So I am mostly at home, applying to jobs, going to interviews and helping around the house.

Of course, like every person, he has his flaws but I think they are becoming too much mentally.

Recently, my dad has been working from home, at first it was fine, he worked quietly in his own little made up office that is located in the living room, and he was happy and a little less stressed from work. That is until the last couple of weeks, lately he’s been stressed out about work more than ever, at first he would slam the table and/or grunt in frustration, he’s a grumpy man so it did not startled us at all, until he started asking for help.

At first it was fine, a little grumpy but I tried to help as much as I could, especially now in this bump in the road for me, as I stated above.

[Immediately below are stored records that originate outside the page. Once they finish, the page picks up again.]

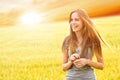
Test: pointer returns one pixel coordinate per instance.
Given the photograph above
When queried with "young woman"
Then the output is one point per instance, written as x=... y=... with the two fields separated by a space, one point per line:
x=79 y=47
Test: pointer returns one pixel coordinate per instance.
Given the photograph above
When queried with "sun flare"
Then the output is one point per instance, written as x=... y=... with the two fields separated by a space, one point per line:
x=31 y=18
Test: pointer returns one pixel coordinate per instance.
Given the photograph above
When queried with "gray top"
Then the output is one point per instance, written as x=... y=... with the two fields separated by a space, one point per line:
x=84 y=73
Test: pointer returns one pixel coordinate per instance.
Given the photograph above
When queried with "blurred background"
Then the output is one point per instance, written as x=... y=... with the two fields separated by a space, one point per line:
x=32 y=32
x=35 y=11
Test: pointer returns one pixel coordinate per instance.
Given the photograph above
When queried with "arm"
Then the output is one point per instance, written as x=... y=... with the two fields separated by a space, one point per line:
x=83 y=61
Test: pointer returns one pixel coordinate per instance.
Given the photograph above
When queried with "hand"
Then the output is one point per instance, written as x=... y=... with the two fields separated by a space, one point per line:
x=73 y=57
x=80 y=62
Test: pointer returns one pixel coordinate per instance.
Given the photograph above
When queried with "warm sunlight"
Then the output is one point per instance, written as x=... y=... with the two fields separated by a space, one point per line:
x=31 y=18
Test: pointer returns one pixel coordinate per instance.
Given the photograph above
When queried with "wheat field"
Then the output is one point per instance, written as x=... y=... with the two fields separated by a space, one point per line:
x=34 y=52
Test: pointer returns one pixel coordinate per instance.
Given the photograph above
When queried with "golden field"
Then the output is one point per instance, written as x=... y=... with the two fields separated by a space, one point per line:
x=34 y=52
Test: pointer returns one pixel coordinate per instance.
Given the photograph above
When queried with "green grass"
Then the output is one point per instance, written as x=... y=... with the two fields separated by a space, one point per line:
x=34 y=53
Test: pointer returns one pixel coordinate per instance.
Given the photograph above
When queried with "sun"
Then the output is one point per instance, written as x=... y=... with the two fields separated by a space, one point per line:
x=31 y=18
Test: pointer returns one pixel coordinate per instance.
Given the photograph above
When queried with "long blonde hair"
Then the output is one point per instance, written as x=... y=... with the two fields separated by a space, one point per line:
x=90 y=36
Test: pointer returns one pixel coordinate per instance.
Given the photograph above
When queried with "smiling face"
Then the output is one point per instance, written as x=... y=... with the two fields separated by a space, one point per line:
x=75 y=22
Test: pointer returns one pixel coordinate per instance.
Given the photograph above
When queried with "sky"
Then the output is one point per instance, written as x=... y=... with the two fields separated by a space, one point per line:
x=57 y=9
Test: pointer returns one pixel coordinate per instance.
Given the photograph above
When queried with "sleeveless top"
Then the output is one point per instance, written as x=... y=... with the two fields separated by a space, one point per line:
x=84 y=73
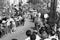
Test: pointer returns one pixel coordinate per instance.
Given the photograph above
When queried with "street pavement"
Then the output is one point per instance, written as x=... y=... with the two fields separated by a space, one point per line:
x=20 y=32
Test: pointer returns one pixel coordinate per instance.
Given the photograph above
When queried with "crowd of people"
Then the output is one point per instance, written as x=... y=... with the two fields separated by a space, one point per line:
x=15 y=15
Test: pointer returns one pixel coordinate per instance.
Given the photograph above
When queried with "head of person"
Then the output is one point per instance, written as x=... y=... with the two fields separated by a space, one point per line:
x=33 y=37
x=53 y=39
x=28 y=33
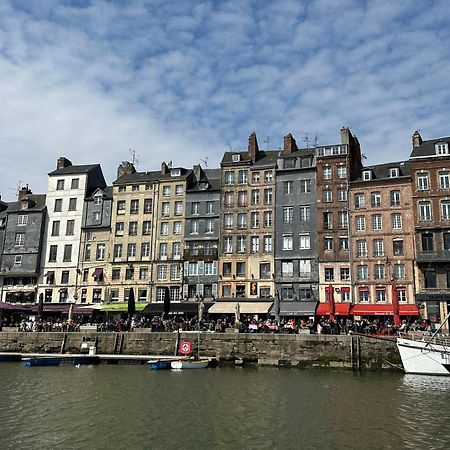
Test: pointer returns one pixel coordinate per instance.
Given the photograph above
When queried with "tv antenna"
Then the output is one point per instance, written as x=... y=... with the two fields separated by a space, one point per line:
x=134 y=157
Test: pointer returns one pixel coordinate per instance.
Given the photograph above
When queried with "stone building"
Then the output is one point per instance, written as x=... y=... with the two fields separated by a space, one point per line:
x=296 y=266
x=93 y=277
x=201 y=234
x=246 y=262
x=133 y=229
x=22 y=225
x=68 y=187
x=336 y=166
x=382 y=241
x=430 y=172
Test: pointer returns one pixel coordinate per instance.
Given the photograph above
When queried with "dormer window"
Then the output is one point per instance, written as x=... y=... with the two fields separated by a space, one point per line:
x=441 y=148
x=393 y=172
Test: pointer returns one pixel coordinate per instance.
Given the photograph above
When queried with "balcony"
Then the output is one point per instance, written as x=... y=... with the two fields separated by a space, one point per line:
x=438 y=256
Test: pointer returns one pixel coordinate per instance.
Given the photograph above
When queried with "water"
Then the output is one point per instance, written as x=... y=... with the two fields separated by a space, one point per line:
x=131 y=407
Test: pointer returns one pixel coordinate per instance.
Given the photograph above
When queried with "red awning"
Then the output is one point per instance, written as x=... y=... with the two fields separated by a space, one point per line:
x=340 y=309
x=383 y=310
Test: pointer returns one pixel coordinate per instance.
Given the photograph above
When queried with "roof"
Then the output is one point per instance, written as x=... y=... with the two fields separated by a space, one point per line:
x=427 y=148
x=74 y=170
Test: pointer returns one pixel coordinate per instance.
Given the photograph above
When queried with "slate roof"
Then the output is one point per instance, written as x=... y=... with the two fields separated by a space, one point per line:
x=427 y=148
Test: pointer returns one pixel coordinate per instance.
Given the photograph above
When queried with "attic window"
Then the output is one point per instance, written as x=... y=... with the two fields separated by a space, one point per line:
x=393 y=172
x=441 y=148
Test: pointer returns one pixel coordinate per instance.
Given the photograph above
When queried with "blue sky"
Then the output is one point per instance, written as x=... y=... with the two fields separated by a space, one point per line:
x=182 y=80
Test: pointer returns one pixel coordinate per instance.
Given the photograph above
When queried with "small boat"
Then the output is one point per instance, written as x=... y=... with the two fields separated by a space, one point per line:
x=190 y=364
x=45 y=361
x=423 y=356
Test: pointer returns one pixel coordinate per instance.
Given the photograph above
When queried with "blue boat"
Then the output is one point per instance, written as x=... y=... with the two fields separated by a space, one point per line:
x=32 y=362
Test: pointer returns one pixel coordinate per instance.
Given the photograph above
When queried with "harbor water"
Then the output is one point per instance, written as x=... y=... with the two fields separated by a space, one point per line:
x=132 y=407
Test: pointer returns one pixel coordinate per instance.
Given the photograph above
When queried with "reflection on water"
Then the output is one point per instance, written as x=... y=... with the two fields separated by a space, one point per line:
x=116 y=407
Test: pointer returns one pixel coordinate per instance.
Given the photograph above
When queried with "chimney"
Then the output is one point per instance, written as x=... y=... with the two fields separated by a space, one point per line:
x=253 y=148
x=417 y=139
x=289 y=144
x=164 y=168
x=126 y=168
x=63 y=162
x=23 y=192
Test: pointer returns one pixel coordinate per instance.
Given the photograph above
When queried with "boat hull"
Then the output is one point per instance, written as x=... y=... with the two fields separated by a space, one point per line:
x=424 y=358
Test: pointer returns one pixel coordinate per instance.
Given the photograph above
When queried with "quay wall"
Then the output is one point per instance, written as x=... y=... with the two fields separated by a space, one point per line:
x=299 y=350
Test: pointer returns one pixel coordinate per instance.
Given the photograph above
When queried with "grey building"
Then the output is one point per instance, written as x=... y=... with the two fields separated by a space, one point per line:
x=202 y=227
x=23 y=226
x=296 y=264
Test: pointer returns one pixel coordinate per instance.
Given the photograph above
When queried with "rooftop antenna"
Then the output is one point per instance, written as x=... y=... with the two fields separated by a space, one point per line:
x=134 y=157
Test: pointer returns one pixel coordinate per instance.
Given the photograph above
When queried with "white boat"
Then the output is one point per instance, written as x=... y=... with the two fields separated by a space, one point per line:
x=190 y=364
x=426 y=356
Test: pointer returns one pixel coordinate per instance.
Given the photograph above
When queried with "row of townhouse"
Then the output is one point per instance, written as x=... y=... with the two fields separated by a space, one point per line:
x=297 y=225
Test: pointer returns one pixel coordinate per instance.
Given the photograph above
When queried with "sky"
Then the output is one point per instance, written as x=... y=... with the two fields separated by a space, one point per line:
x=185 y=81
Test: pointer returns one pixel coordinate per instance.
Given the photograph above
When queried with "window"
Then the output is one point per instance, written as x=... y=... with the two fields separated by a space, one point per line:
x=377 y=222
x=361 y=248
x=305 y=214
x=342 y=195
x=329 y=274
x=20 y=239
x=378 y=271
x=117 y=251
x=22 y=221
x=425 y=213
x=148 y=205
x=255 y=244
x=427 y=242
x=378 y=247
x=243 y=177
x=72 y=204
x=395 y=198
x=131 y=250
x=305 y=241
x=396 y=220
x=229 y=177
x=344 y=274
x=397 y=245
x=360 y=223
x=327 y=195
x=55 y=227
x=305 y=186
x=375 y=199
x=327 y=173
x=288 y=214
x=423 y=182
x=58 y=205
x=267 y=244
x=359 y=201
x=100 y=252
x=445 y=210
x=362 y=272
x=132 y=228
x=444 y=179
x=287 y=269
x=288 y=187
x=287 y=241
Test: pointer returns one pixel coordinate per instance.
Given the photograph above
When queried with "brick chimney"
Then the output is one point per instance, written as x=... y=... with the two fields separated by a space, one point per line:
x=23 y=192
x=417 y=139
x=253 y=148
x=289 y=144
x=63 y=162
x=126 y=168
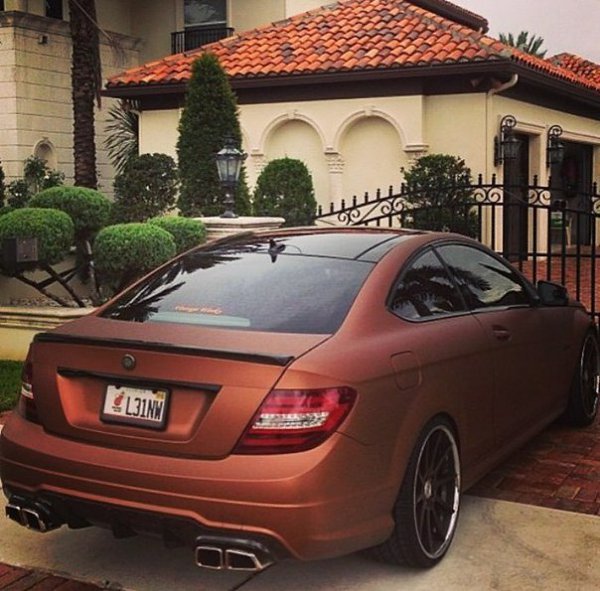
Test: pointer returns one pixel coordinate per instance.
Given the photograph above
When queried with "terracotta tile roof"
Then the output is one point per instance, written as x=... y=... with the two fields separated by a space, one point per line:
x=578 y=65
x=348 y=36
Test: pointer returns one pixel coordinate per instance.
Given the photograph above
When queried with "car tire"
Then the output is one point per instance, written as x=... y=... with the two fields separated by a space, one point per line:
x=426 y=510
x=582 y=406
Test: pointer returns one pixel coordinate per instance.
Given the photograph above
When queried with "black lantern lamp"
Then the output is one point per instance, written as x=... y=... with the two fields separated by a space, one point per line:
x=229 y=165
x=555 y=149
x=506 y=145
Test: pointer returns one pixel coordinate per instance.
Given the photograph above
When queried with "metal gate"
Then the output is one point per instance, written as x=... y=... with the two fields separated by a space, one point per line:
x=549 y=235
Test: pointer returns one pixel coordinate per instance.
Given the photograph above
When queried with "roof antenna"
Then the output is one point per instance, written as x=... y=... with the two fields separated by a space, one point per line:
x=275 y=250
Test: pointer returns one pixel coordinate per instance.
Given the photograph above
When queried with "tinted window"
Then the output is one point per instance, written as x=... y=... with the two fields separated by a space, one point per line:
x=248 y=287
x=203 y=12
x=425 y=289
x=484 y=280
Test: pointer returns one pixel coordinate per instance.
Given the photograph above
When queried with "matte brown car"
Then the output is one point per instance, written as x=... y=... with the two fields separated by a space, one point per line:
x=302 y=393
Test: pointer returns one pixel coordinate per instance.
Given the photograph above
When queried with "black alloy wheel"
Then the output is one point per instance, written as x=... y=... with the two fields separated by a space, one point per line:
x=426 y=511
x=583 y=398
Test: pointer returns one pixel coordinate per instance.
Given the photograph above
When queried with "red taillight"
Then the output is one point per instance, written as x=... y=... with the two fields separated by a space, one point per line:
x=26 y=380
x=27 y=405
x=296 y=420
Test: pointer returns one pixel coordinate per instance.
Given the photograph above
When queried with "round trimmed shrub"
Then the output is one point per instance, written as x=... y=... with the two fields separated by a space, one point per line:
x=285 y=189
x=125 y=252
x=146 y=188
x=53 y=229
x=186 y=232
x=438 y=187
x=89 y=209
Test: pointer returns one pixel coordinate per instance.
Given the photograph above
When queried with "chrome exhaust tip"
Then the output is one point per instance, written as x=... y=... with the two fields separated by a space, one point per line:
x=236 y=559
x=210 y=557
x=232 y=554
x=32 y=515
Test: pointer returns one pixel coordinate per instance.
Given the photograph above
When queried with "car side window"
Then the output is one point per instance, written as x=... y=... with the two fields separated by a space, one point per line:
x=484 y=280
x=425 y=290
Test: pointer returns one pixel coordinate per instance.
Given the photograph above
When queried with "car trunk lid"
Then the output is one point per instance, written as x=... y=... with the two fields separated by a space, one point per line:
x=210 y=382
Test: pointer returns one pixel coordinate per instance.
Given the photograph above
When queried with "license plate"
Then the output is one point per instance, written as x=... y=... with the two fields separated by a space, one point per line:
x=140 y=407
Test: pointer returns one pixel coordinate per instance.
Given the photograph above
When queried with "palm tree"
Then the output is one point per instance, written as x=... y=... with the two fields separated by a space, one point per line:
x=86 y=82
x=524 y=42
x=122 y=133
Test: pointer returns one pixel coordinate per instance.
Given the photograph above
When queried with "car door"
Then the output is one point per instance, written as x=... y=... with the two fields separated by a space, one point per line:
x=451 y=348
x=523 y=336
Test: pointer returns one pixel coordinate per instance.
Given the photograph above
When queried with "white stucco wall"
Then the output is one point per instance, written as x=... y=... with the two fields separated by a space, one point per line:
x=35 y=94
x=322 y=134
x=357 y=145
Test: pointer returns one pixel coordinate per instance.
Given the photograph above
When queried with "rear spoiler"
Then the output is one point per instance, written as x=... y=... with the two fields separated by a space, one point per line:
x=51 y=337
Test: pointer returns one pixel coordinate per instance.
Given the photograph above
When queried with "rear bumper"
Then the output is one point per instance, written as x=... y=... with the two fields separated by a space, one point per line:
x=308 y=505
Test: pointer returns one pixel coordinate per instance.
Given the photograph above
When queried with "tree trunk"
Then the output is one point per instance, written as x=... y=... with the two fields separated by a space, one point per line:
x=86 y=82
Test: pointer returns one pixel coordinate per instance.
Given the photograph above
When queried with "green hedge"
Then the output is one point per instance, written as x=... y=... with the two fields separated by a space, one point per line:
x=53 y=229
x=186 y=232
x=146 y=188
x=89 y=209
x=285 y=189
x=125 y=252
x=10 y=383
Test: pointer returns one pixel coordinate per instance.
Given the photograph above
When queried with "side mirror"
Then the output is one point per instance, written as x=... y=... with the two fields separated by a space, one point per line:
x=552 y=294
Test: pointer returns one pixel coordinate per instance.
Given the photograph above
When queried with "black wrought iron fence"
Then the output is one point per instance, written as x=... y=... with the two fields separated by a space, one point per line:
x=546 y=231
x=197 y=37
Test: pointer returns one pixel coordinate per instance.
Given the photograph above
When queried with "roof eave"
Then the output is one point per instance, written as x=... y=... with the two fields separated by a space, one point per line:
x=492 y=66
x=497 y=67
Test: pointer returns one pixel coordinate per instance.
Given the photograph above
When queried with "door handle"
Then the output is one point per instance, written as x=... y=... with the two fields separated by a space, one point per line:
x=501 y=333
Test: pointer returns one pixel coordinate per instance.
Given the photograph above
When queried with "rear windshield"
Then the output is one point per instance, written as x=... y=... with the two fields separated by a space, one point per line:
x=251 y=288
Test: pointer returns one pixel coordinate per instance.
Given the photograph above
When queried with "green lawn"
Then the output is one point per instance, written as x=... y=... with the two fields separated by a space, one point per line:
x=10 y=383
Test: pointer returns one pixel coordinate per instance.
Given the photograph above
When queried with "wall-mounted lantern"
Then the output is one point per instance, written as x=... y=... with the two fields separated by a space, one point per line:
x=506 y=145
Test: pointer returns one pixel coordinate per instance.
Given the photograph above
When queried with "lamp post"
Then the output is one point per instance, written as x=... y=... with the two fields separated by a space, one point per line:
x=555 y=149
x=229 y=165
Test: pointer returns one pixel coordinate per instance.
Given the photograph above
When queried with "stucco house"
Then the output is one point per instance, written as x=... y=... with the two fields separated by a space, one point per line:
x=359 y=88
x=35 y=62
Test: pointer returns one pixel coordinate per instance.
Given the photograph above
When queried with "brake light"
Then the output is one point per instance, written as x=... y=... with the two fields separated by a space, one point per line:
x=296 y=420
x=27 y=406
x=26 y=380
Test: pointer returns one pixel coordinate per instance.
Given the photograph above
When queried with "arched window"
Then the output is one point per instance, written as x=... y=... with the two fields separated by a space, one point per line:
x=45 y=151
x=54 y=9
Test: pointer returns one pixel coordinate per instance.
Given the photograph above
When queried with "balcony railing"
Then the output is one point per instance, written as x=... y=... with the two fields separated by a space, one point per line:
x=197 y=37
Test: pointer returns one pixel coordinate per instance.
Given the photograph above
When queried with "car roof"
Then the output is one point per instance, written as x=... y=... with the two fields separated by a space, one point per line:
x=362 y=244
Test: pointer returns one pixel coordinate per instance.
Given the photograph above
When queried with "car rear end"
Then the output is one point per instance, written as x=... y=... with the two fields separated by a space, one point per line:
x=193 y=427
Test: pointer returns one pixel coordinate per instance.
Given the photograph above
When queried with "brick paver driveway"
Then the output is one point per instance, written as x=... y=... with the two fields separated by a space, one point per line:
x=560 y=468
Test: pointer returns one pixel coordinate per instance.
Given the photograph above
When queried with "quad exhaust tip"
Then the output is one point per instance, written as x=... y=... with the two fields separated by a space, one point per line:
x=238 y=556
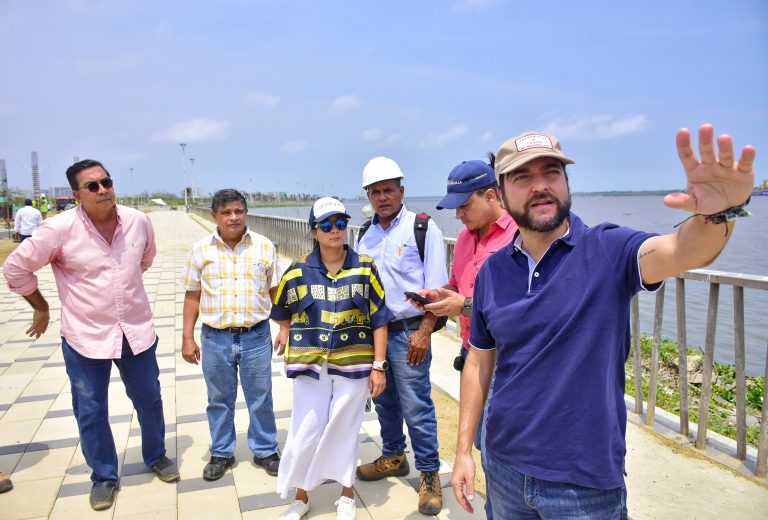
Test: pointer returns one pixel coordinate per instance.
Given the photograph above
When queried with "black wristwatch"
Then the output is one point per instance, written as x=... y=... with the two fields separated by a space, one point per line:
x=381 y=366
x=466 y=309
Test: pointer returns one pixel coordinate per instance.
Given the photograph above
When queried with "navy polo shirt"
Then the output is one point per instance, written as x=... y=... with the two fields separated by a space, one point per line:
x=557 y=411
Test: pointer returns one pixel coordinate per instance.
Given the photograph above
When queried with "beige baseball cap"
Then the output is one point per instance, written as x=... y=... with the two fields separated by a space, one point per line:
x=526 y=147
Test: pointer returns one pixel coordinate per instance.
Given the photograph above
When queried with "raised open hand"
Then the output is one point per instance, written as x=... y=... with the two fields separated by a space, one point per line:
x=714 y=183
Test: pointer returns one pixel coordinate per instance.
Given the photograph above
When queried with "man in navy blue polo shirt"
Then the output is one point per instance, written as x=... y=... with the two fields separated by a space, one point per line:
x=551 y=312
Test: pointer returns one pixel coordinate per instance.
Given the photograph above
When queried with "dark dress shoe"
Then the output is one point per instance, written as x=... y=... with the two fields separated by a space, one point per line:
x=270 y=463
x=217 y=466
x=103 y=494
x=165 y=469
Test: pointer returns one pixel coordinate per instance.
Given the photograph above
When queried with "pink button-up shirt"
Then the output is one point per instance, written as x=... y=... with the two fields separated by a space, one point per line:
x=469 y=253
x=100 y=285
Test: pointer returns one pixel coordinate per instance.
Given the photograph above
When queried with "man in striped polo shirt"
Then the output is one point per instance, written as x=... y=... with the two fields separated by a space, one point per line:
x=230 y=278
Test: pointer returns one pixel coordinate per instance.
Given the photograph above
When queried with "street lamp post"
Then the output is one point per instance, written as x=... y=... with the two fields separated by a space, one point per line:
x=184 y=168
x=133 y=191
x=192 y=162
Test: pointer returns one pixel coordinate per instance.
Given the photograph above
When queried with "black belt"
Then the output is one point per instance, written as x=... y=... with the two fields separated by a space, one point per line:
x=405 y=324
x=239 y=330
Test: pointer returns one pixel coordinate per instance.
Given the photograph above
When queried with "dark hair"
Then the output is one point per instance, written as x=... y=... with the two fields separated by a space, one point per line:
x=76 y=168
x=225 y=196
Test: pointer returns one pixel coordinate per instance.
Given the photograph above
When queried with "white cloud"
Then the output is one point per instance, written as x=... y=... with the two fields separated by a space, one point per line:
x=372 y=134
x=263 y=100
x=486 y=136
x=344 y=103
x=440 y=139
x=472 y=5
x=294 y=146
x=597 y=127
x=194 y=131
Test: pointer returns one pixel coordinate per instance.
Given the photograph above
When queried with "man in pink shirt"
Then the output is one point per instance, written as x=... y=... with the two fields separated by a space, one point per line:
x=98 y=252
x=473 y=193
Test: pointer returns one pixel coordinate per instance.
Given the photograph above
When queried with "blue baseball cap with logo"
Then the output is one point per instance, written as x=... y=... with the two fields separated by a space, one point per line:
x=463 y=180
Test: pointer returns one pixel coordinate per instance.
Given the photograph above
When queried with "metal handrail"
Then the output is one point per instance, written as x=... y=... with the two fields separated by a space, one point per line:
x=292 y=238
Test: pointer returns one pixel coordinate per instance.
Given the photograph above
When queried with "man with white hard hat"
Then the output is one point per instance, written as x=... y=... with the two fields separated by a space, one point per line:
x=392 y=241
x=551 y=313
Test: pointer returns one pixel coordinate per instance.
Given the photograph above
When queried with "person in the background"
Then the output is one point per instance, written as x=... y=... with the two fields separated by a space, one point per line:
x=333 y=320
x=392 y=243
x=230 y=277
x=26 y=221
x=98 y=253
x=473 y=194
x=5 y=483
x=44 y=206
x=551 y=314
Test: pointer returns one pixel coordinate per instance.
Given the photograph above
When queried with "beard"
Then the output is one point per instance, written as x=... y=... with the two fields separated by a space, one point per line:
x=524 y=220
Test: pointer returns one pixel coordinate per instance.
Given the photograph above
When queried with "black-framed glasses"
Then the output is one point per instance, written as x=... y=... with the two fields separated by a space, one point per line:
x=326 y=225
x=93 y=186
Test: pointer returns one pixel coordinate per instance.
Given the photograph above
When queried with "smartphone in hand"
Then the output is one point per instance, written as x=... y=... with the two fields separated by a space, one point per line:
x=417 y=297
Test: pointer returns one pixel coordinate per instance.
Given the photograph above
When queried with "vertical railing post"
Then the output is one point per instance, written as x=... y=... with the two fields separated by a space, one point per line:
x=709 y=353
x=762 y=446
x=682 y=349
x=658 y=316
x=740 y=362
x=636 y=354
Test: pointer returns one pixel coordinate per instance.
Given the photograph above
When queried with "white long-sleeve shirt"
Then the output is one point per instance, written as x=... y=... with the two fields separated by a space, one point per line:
x=26 y=221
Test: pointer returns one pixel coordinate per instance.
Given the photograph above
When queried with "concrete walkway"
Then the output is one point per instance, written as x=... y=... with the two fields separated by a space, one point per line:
x=39 y=439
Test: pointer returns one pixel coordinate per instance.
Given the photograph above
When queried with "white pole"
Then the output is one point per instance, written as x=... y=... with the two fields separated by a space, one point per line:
x=184 y=167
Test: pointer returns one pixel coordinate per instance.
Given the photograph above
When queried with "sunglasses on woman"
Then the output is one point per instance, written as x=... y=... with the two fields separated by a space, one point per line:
x=93 y=186
x=326 y=225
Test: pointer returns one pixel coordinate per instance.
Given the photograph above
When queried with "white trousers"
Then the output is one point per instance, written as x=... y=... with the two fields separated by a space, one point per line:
x=323 y=437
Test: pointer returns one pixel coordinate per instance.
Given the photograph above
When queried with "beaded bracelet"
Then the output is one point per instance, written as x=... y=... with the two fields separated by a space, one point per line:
x=721 y=217
x=733 y=213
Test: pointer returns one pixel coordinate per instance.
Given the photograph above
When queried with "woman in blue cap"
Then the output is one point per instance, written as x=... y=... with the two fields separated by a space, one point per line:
x=333 y=322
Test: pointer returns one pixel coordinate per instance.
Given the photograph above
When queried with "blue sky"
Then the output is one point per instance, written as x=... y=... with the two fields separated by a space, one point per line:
x=298 y=95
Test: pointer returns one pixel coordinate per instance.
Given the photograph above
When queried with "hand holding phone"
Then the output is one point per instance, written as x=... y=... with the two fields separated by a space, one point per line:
x=417 y=297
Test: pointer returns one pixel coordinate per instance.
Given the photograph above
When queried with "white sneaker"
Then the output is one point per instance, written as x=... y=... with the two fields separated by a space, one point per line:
x=296 y=512
x=345 y=508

And then he would get really frustrated at something or someone from work, the internet or even at the system that he uses for a specific task and would ask for help again but this time in a very hostile way, he would raise his voice, and sometimes he makes little comments talking about not wanting to help him and to understand his frustration, even though I really try to help him, but he works in an area that I don’t know, and even though I have basic knowledge on computers, it’s not my speciality and I help as much as I can and even my mom has helped him, but yet he continues to make comments, it makes feel stupid.

I don’t think he talks or treats his coworkers like that, so why is he treating us like that?

He does apologize though, but he continues to do it.

I have offered solutions to his problems but, he doesn’t do it, blocks everyone out and does whatever he wants.

This house feels like workplace at this point, everything about him and what goes around the house is because of how stressed he is from work. I love him and I understand that work is hard and stressful, but I am tired of him bringing these issues at home and stressing everyone out. I want my dad, not a colleague or a boss.

Today I snapped, the whole family was already tensed up for issues unrelated to this, but I was tired so I let my frustrations out (maybe not in the best way possible) I told him that I did not want him to work at home, and he got offended, he walked away, only to come back, set everything to work on site the next day and told me that I was going to regret loosing a good father one day, that I don’t love him or want him at home, that I did not understand him, that I hold grudges against him, etc. I was hurt for me and because maybe my comments hurt him but I really don’t care at this point.

I’m tired, and I don’t know what to do.